Specializes in ACNP-BC, Adult Critical Care, Cardiology.
3 hours ago, klone said:

?

There is a FASCINATING book called "37 Seconds" which is a woman's firsthand account of surviving AFE (and KNOWING before she even went into labor that she was going to die in childbirth - she spoke at the 2017 AWHONN annual conference in New Orleans).

How interesting.  The case we recently had (not EJ) is a woman who survived AFE as well and is neurologically intact (even after looking blue and lifeless during CPR).  Her accounts of events leading to her ordeal and during it send chills up our spines but I can't say it here for privacy reasons.

Isn't the most appropriate term for this condition now considered "Anaphylactoid Syndrome of Pregnancy?"

I believe circulating fetal cells are now thought to commonly pass to the mother during delivery, but only an extremely tiny fraction of women experience this catastrophic process;  this terminology stresses the excessive immunologic response thought to underlie this syndrome.

ICU nurse tagging in:

As DIC is probably better understood as a cluster of related coagulopathies, (which may account for her arterial emboli) serial ROTEM/TEGs will likely be helpful in determining blood product/factor replacement.  In terms of her on-going management, aside from managing her DIC and uterine hemmorhage with restrictive transfusion targets, much of her treatment will be supportive in nature.

Her neuro prognosis is poor; arterial thrombi plus a 30-minute low-flow time during the resuscitation suggest severe cerebral hypoxia. Serial neuro exams and sedation vacation as typical.  She may benefit from EEG to assess for non-convulsive status epilepticus as a contributor to her poor mental status.  Heparin would generally be indicated for cerebral thrombi (and pro-coagulopathic DIC) but is contraindicated here given uterine hemorrhage. Maintaining normal MAPs would be other major goal here.

Given the extensive insult and CPR time, her pressor requirements are relatively modest.  Her right heart works well, so the elevated CVP is likely due to extensive volume resuscitation, and some pulmonary hypertension, combined with high intrapulmonary pressures from her vent settings. 

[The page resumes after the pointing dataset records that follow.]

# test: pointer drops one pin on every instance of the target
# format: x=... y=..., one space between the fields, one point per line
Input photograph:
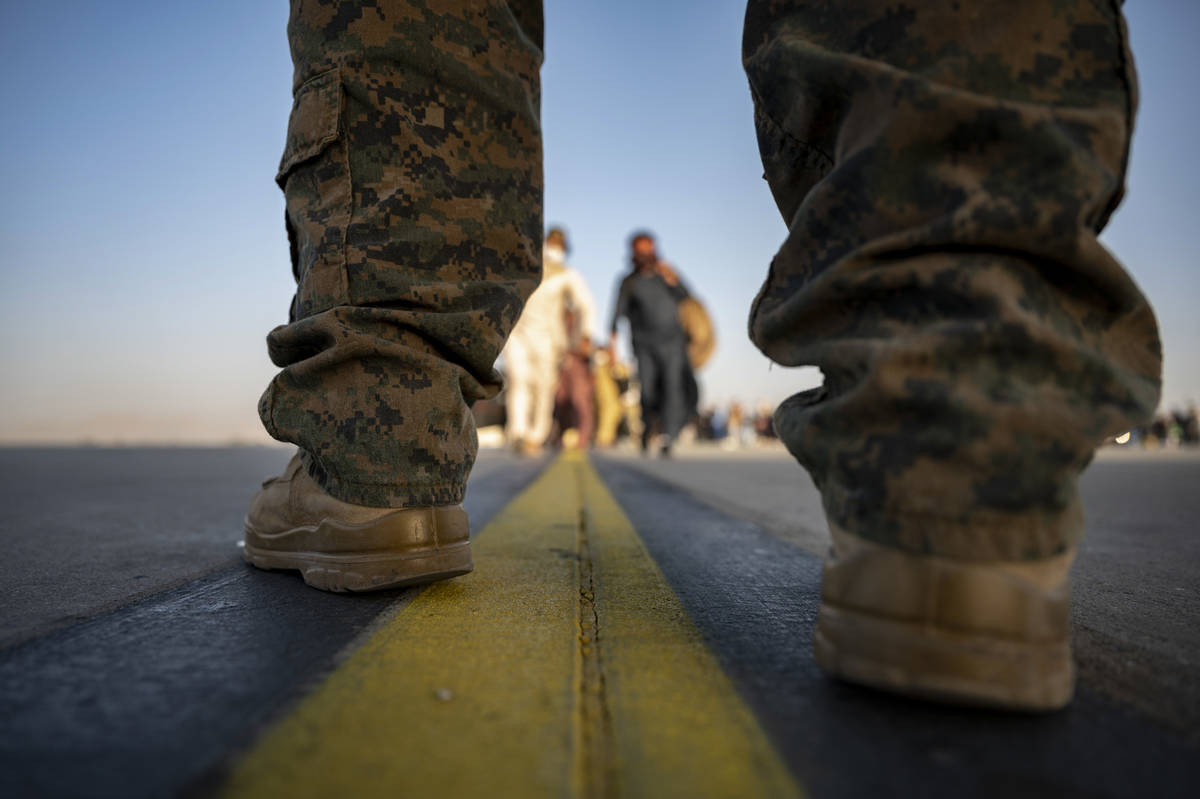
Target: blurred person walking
x=648 y=296
x=942 y=169
x=558 y=318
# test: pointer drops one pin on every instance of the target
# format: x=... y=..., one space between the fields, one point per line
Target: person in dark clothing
x=648 y=298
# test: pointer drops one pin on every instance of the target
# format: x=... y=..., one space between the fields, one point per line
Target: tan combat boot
x=983 y=634
x=342 y=547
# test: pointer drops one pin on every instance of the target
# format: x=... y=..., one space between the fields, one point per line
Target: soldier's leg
x=413 y=181
x=943 y=172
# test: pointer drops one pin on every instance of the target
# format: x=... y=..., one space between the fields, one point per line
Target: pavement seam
x=595 y=755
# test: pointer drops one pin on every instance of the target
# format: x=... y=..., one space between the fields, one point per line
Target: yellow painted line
x=564 y=666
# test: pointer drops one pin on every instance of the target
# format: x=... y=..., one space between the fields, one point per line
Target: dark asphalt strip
x=151 y=700
x=755 y=598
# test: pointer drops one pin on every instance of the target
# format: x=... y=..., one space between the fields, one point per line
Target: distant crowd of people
x=1170 y=430
x=563 y=389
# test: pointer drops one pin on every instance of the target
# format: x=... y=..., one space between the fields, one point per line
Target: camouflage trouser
x=413 y=180
x=942 y=173
x=943 y=169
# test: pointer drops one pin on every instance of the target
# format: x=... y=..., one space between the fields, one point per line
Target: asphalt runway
x=142 y=659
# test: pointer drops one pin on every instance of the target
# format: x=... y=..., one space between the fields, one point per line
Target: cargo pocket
x=315 y=176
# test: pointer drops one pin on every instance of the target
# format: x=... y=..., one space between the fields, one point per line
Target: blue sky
x=142 y=248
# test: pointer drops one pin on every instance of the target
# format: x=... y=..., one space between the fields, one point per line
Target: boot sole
x=366 y=571
x=931 y=662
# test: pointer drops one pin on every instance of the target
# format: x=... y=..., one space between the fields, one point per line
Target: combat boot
x=981 y=634
x=342 y=547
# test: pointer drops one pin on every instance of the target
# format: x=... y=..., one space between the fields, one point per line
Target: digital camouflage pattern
x=943 y=169
x=412 y=174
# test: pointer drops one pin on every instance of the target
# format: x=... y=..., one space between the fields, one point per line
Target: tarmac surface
x=139 y=658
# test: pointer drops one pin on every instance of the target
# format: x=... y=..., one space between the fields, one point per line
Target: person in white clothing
x=558 y=318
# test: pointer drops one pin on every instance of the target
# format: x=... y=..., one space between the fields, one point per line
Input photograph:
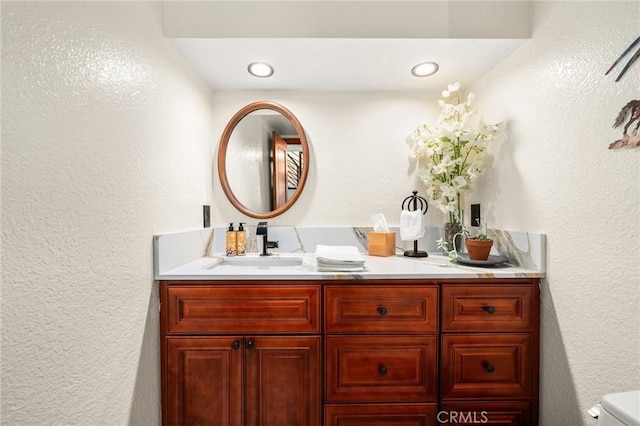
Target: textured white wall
x=555 y=175
x=106 y=140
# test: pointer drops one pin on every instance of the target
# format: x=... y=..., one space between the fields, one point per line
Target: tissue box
x=382 y=243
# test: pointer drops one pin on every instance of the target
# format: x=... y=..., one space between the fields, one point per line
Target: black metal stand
x=413 y=203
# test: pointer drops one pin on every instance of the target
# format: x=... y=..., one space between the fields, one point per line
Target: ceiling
x=332 y=45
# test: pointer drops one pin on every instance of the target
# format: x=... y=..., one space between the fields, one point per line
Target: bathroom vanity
x=280 y=352
x=408 y=342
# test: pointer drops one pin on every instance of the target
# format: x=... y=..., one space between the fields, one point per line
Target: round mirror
x=263 y=159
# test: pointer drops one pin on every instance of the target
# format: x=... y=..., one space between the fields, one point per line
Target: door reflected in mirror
x=263 y=159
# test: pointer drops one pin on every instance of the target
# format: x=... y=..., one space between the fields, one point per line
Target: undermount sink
x=258 y=262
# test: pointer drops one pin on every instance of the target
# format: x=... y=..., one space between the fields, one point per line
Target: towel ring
x=412 y=203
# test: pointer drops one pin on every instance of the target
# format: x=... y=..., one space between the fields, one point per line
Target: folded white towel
x=338 y=253
x=339 y=258
x=411 y=225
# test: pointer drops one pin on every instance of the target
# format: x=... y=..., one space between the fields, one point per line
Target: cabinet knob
x=382 y=370
x=490 y=309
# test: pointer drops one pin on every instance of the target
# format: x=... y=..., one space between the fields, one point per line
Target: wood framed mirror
x=263 y=159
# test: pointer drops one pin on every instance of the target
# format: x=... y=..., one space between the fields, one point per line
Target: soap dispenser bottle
x=231 y=241
x=241 y=240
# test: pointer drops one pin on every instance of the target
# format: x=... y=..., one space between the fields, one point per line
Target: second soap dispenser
x=231 y=241
x=241 y=239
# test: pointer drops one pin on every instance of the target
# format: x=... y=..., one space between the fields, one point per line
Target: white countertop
x=436 y=266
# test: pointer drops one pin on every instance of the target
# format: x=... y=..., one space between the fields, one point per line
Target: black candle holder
x=412 y=203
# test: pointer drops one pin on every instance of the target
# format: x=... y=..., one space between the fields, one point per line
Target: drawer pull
x=382 y=370
x=490 y=309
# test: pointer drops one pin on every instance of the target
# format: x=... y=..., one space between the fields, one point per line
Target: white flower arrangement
x=451 y=153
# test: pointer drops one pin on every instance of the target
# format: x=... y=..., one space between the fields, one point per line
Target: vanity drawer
x=487 y=366
x=381 y=369
x=381 y=310
x=381 y=415
x=487 y=413
x=242 y=309
x=484 y=308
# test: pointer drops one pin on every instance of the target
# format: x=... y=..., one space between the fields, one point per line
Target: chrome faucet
x=266 y=244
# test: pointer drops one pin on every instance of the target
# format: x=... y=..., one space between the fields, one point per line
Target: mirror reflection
x=263 y=159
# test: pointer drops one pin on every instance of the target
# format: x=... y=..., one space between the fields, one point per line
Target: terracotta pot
x=452 y=231
x=478 y=249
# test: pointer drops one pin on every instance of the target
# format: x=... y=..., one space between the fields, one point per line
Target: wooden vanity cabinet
x=240 y=354
x=489 y=343
x=397 y=352
x=381 y=354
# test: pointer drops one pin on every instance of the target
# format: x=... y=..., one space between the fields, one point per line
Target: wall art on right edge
x=631 y=110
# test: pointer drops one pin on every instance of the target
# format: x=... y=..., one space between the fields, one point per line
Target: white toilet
x=620 y=409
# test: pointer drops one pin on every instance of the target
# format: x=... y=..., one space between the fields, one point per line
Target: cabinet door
x=283 y=381
x=203 y=381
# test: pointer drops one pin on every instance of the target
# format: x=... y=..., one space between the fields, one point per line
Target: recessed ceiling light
x=425 y=69
x=260 y=69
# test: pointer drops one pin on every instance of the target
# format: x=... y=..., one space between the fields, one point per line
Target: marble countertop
x=436 y=266
x=198 y=255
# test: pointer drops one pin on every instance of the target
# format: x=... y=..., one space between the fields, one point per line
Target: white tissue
x=379 y=223
x=411 y=227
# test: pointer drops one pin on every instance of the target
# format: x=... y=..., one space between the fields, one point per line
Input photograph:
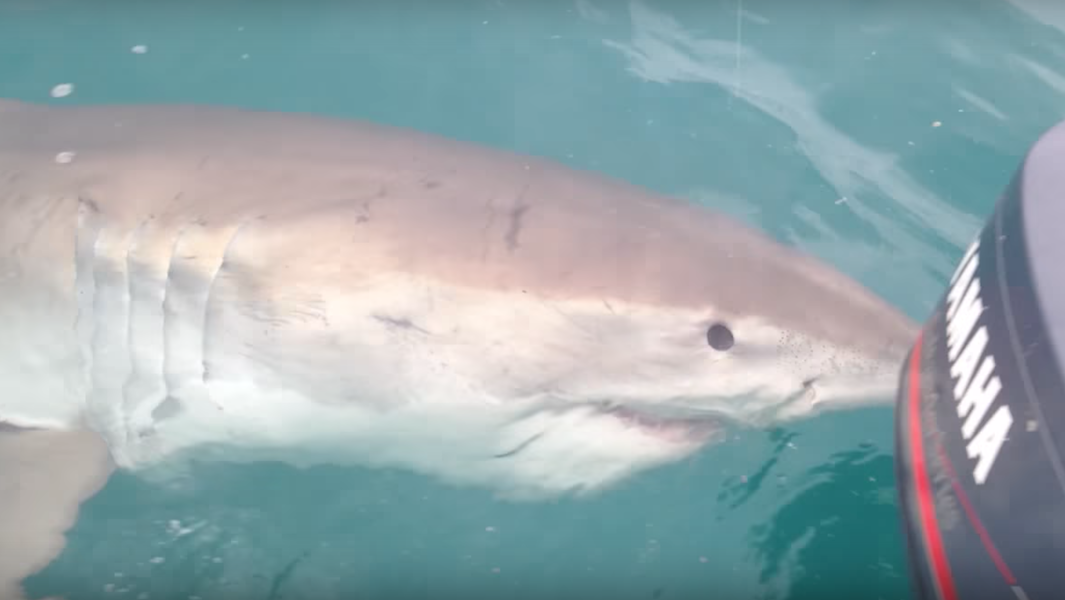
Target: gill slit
x=210 y=295
x=86 y=232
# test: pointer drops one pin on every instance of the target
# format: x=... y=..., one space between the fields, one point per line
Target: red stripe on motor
x=926 y=506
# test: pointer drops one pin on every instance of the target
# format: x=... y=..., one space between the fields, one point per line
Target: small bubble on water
x=63 y=90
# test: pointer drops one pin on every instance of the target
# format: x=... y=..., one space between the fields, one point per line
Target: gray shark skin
x=182 y=281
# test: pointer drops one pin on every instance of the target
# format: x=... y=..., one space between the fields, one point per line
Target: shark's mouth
x=672 y=428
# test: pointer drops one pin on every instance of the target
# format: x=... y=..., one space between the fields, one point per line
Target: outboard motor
x=980 y=427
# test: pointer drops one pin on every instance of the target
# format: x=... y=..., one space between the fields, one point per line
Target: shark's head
x=627 y=338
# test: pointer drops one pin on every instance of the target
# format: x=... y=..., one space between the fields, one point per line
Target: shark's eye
x=720 y=337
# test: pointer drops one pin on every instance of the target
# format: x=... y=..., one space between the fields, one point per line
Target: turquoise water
x=875 y=134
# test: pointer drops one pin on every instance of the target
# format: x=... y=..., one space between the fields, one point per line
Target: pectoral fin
x=45 y=475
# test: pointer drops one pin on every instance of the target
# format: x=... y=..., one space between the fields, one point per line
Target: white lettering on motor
x=972 y=368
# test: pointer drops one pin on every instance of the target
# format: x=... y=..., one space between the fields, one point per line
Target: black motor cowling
x=981 y=405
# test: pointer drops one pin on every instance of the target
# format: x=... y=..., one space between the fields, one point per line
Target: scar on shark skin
x=400 y=322
x=519 y=448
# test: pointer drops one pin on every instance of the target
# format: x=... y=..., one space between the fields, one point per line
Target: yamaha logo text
x=977 y=386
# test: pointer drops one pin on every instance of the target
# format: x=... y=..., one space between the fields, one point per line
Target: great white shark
x=191 y=281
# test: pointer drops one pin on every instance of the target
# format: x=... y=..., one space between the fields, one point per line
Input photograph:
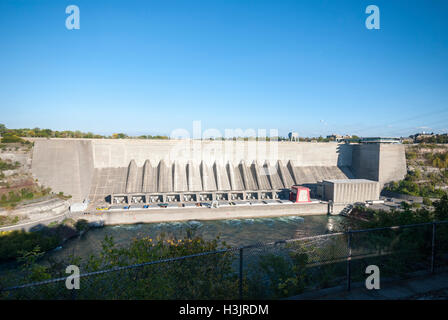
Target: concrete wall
x=379 y=162
x=350 y=191
x=119 y=153
x=63 y=165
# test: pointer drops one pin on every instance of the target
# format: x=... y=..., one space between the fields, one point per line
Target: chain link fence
x=264 y=271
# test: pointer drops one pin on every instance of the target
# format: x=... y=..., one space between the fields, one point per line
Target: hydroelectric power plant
x=185 y=173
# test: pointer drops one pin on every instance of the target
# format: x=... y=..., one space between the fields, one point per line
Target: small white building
x=351 y=190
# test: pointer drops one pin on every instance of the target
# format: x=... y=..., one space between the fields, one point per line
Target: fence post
x=433 y=247
x=349 y=258
x=241 y=275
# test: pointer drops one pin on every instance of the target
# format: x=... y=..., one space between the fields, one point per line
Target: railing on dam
x=264 y=271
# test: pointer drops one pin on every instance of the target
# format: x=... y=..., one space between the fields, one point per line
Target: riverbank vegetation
x=15 y=244
x=13 y=198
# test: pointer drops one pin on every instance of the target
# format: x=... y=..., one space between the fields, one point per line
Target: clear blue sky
x=153 y=66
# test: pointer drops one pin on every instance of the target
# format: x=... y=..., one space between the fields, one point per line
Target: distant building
x=338 y=137
x=293 y=136
x=380 y=140
x=419 y=137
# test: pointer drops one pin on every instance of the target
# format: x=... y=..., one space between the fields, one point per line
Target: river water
x=235 y=232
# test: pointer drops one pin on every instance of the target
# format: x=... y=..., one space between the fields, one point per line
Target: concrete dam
x=104 y=170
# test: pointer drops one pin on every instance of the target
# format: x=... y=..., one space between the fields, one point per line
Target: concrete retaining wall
x=96 y=168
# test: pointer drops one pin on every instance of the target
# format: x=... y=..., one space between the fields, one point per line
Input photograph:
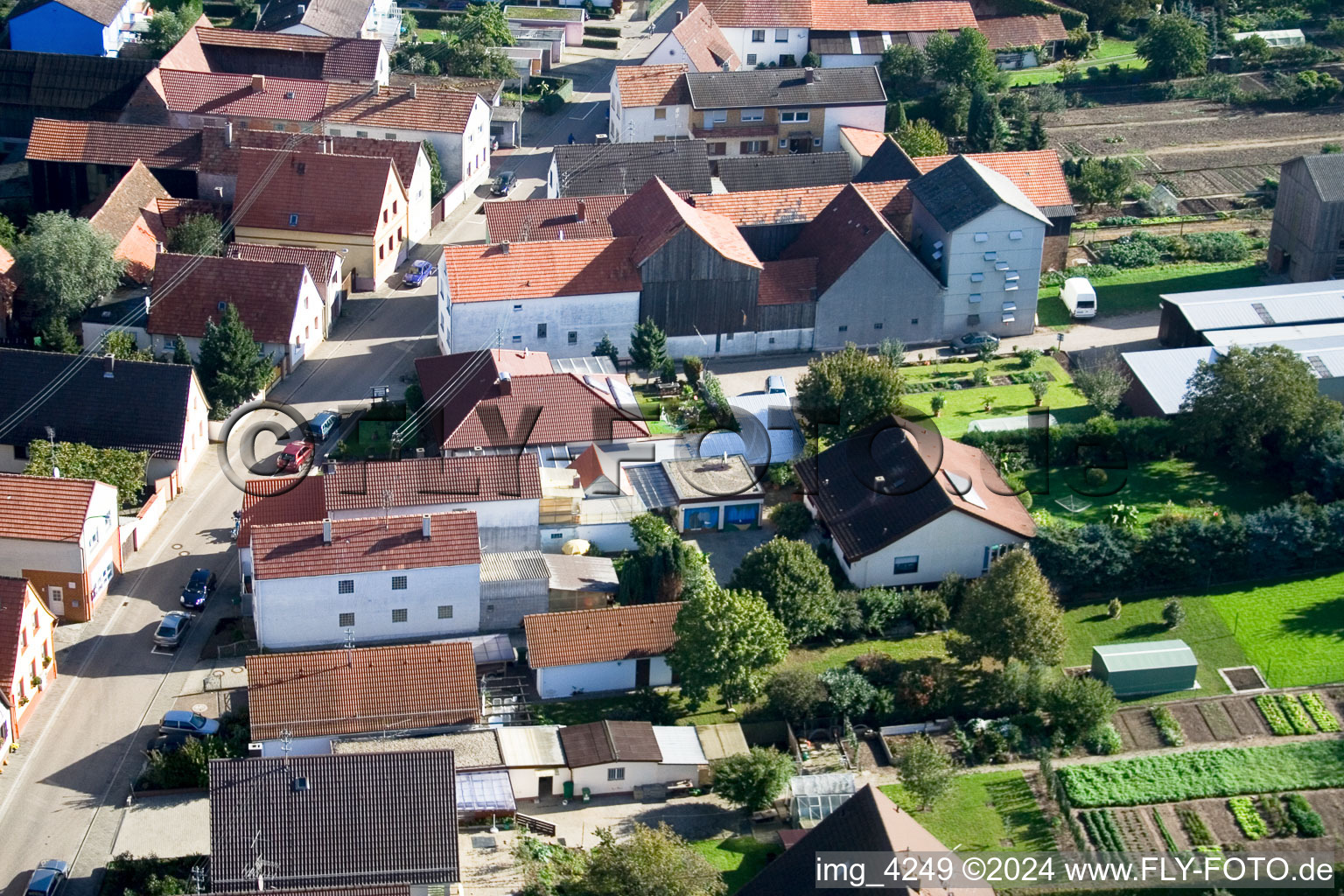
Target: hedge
x=1210 y=773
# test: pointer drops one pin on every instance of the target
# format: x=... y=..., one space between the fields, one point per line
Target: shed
x=1146 y=667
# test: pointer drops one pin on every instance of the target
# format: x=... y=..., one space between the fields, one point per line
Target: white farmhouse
x=383 y=579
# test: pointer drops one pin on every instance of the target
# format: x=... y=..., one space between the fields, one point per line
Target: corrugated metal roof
x=1145 y=654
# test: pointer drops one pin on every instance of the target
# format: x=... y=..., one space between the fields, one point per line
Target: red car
x=295 y=456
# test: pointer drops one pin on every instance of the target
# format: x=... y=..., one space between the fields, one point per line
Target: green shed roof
x=1145 y=654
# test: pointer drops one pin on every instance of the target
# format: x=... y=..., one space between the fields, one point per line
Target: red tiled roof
x=599 y=635
x=654 y=214
x=1005 y=32
x=296 y=550
x=265 y=294
x=1037 y=173
x=785 y=283
x=652 y=85
x=754 y=207
x=42 y=508
x=704 y=43
x=101 y=143
x=863 y=141
x=230 y=94
x=344 y=692
x=331 y=193
x=541 y=270
x=281 y=500
x=443 y=480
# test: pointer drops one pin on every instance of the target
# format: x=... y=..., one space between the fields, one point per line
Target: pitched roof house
x=913 y=508
x=353 y=820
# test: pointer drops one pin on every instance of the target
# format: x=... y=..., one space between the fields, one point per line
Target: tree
x=727 y=640
x=752 y=780
x=231 y=366
x=122 y=344
x=437 y=186
x=794 y=584
x=964 y=60
x=648 y=346
x=606 y=348
x=925 y=768
x=920 y=138
x=794 y=693
x=1010 y=612
x=66 y=266
x=78 y=461
x=1256 y=406
x=1173 y=46
x=197 y=235
x=848 y=389
x=790 y=519
x=652 y=861
x=985 y=127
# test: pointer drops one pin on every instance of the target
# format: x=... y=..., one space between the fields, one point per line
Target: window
x=905 y=566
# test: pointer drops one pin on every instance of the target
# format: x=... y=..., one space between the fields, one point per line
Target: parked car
x=49 y=878
x=187 y=723
x=172 y=629
x=973 y=340
x=200 y=587
x=293 y=458
x=420 y=270
x=321 y=426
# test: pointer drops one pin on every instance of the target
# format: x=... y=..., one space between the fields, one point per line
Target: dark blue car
x=200 y=587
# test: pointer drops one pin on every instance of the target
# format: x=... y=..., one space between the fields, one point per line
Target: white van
x=1080 y=298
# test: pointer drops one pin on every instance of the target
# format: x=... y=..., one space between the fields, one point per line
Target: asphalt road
x=63 y=792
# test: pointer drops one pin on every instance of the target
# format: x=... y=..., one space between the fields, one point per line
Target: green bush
x=1213 y=773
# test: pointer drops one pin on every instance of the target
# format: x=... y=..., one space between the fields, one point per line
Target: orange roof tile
x=296 y=550
x=599 y=635
x=541 y=270
x=40 y=508
x=321 y=693
x=652 y=85
x=1037 y=173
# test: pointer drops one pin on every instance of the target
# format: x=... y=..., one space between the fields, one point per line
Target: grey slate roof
x=361 y=820
x=143 y=407
x=588 y=170
x=784 y=171
x=777 y=88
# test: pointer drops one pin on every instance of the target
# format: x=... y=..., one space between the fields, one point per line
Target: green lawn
x=738 y=858
x=1205 y=630
x=983 y=812
x=1292 y=630
x=1155 y=488
x=968 y=404
x=1138 y=289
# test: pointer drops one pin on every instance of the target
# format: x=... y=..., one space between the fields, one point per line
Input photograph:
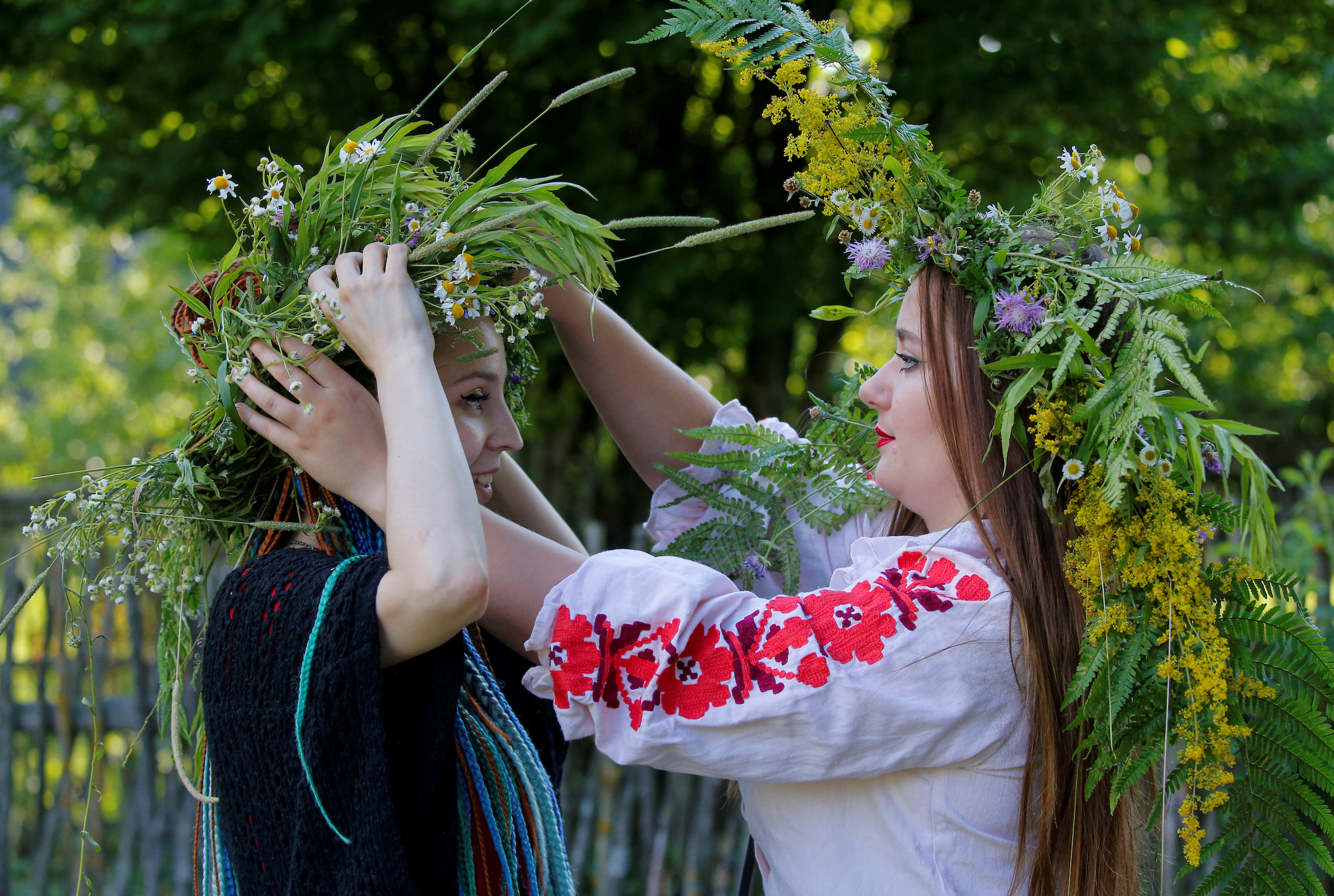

Her epi is currently at a predominantly ionotropic dose, so, with her now adequate BP; her norepi could be slowly weaned as tolerated with Epi titrated based on serial TTE, or she could be transitioned to a more pure inotrope. 

At this point, volume status is tenuous; she is likely intravascularly overloaded, but with risk for repeat bleeding; so as long as her kidneys are semi-functional it's way too early to make any aggressive moves on this front.  This leaves her lungs stuck.  Her pulmonary compliance and p/F ratio are consistent with ARDs, but her ABG shows only a very mild respiratory acidosis. Maintain settings and wean as tolerated; if we're splitting hairs she doesn't need an FiO2 of 134, so her PEEP could probably be weaned slightly.

Kidneys remain a big question mark; her UOP and BUN/Cr should be watched for ATN. Much of the rest: her lactic acidosis, transaminitis, etc should be trended for now as they will likely resolve as the rest of her clinical picture improves. Oh, and give her some nutrition-given her pressor needs trickle feeds and GI ulcer prophylaxis should suffice.